Amazon Web Services cloud chief Andy Jassy wants you to run all your workloads on the AWS cloud alone. While multi-cloud sounds cool, and could be a great way to avoid lock-in, it actually increases costs and complexity, he argues.
Well, he would say that, wouldn’t he?
Even so, he’s right. There’s a reason enterprises tend to standardize on just a few vendors: It just makes life easier. For those enterprises that still lie awake at night, worrying about lock-in, here’s a tip: Buy all the cloudy infrastructure you want from your vendor of choice, but try to keep your data separate.
SEE: Why some of the fastest growing databases are also the most experimental (TechRepublic)
Let me explain.
All your data are belong to us
Today, it’s very common to build on AWS, Microsoft Azure, or Google Cloud Platform, and host a database of your choice there. Plenty of companies bring their own database to the cloud, be it Postgres, Cassandra, Oracle, or Microsoft SQL Server.
However, a trend has accelerated, and it should be worrisome to the lock-in conscious.
In an effort to make the cloud even simpler for customers, the major cloud vendors have been developing their own database services. AWS has its RDS, Aurora (fastest-growing product in AWS history), DynamoDB, and more. Microsoft has Azure DocumentDB and Azure SQL Database. Google, not to be outdone, has Cloud BigTable, Cloud Datastore, and Cloud SQL.
Yes, these are helpful services. But, they’re probably exactly where you don’t want to store your data if you’re looking to escape lock-in.
Separating your data from the infrastructure
This thought hit me while reading up on MongoDB’s new database service, Atlas. While the company promotes Atlas as a better way to run the popular NoSQL database, its real benefit may have more to do with lock-in, or the lack thereof.
Though the big public clouds are built on open source, “they are probably the most proprietary software in the history of software,” MongoDB vice president Kelly Stirman told me in an interview. This becomes even worse given the direction each of the clouds has taken of building out more and more services so that there’s never a reason to leave.
SEE: NoSQL keeps rising, but relational databases still dominate big data (TechRepublic)
The problem becomes most acute with the database, Stirman tells me. Why? Because “the database has the most inertia,” he explained. “It’s the hardest thing to move because it has state. And it has the most valuable asset, the data itself.”
Once your data sits in Azure DocumentDB, it’s really (really) hard to move it if you want to go to AWS, for example. You’re stuck.

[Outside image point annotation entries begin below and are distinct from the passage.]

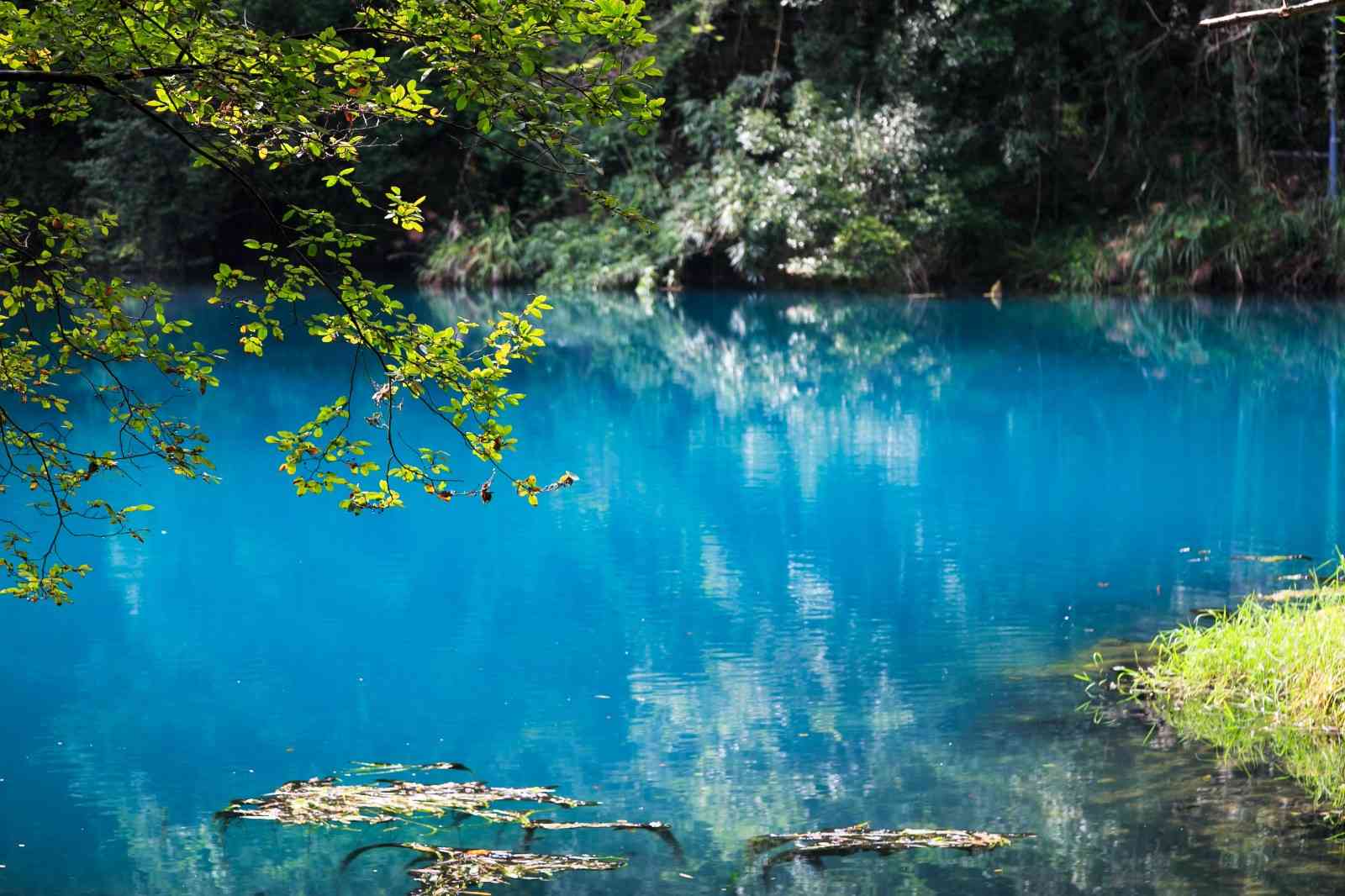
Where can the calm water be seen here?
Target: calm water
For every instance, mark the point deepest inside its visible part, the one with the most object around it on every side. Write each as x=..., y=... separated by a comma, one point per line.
x=820, y=559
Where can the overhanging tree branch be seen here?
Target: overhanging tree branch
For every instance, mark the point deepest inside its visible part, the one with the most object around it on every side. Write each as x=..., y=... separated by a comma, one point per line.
x=37, y=76
x=1274, y=13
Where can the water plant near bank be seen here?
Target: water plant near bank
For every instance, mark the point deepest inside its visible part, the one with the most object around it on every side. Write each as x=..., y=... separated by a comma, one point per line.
x=1264, y=683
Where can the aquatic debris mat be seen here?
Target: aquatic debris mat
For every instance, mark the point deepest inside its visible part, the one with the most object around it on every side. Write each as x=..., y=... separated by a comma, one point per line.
x=330, y=804
x=326, y=801
x=862, y=838
x=459, y=871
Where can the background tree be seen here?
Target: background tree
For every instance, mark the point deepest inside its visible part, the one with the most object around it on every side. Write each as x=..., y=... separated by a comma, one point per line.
x=253, y=105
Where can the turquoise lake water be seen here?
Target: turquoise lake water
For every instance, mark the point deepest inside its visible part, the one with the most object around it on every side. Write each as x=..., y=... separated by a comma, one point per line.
x=831, y=560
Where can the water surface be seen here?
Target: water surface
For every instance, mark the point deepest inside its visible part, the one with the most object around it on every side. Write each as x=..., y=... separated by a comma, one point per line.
x=820, y=556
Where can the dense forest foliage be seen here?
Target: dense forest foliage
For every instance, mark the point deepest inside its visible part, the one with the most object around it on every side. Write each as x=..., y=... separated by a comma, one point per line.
x=907, y=145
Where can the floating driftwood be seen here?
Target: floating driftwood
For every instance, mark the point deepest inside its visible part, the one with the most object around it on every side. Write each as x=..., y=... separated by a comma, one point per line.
x=324, y=801
x=327, y=802
x=452, y=872
x=861, y=838
x=397, y=768
x=1269, y=559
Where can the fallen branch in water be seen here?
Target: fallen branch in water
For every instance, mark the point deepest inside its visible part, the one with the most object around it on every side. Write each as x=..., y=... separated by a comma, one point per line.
x=323, y=801
x=396, y=768
x=459, y=871
x=861, y=838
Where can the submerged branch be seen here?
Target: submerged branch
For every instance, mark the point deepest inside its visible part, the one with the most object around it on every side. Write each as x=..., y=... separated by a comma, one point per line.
x=323, y=801
x=459, y=871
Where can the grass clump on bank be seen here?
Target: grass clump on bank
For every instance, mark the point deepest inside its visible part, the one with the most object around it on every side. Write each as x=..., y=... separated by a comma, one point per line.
x=1264, y=683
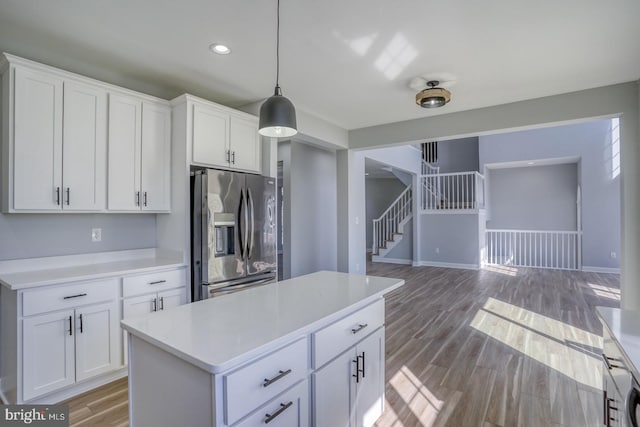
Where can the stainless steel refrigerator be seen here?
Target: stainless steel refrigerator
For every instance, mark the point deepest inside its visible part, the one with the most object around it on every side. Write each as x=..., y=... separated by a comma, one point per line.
x=233, y=226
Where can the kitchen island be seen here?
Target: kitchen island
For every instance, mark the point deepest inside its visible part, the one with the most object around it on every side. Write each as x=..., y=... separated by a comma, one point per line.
x=304, y=351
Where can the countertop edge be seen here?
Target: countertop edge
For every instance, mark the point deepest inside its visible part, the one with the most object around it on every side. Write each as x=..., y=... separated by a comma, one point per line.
x=92, y=276
x=627, y=359
x=261, y=349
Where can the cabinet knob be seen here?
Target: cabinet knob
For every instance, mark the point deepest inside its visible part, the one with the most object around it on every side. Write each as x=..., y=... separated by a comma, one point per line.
x=283, y=407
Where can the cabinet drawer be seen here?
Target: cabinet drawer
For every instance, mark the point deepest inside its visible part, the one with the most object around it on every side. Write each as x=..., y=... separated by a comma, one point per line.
x=290, y=409
x=252, y=385
x=153, y=282
x=346, y=332
x=68, y=296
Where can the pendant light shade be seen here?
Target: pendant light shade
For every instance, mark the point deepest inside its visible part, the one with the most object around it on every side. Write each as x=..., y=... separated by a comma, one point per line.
x=277, y=113
x=277, y=116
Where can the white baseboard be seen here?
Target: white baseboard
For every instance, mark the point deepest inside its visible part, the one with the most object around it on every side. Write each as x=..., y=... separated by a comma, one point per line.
x=590, y=269
x=446, y=265
x=391, y=260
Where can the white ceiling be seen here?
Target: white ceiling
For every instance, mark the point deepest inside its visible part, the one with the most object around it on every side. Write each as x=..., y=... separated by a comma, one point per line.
x=349, y=62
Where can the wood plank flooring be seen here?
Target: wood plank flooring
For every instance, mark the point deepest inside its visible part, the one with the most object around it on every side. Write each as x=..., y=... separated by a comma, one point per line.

That’s not because Microsoft (or AWS or Google) is evil. Not at all. It’s just because the gravity holding that data in place is very, very strong.
This is one of the major selling points of Atlas. As Stirman noted, “Atlas will run on multiple clouds, and offers the same features you get on-prem. Users can move between clouds if they want, and even deploy across multiple clouds.”
While the costs and complexity of running on multiple clouds can add up, as mentioned above, there are good reasons for retaining that power of movement between them:
- Maybe Azure has better coverage in China, so you’ll use AWS everywhere but China where you have copies of data on Azure.
- Maybe you like the pricing for Google Cloud Platform for where you want to store your backups, but your primary copies are on AWS.
- Maybe you grow so much that on-prem makes sense, then you move to your own datacenter.
For battling lock-in, and in general, “the database is the most important tech decision,” Kelly said, “and it’s the one you are going to revisit the least frequently.” As such, it may be smartest to keep the database independent from the underlying infrastructure. The big clouds may not like it, but your peace of mind just might.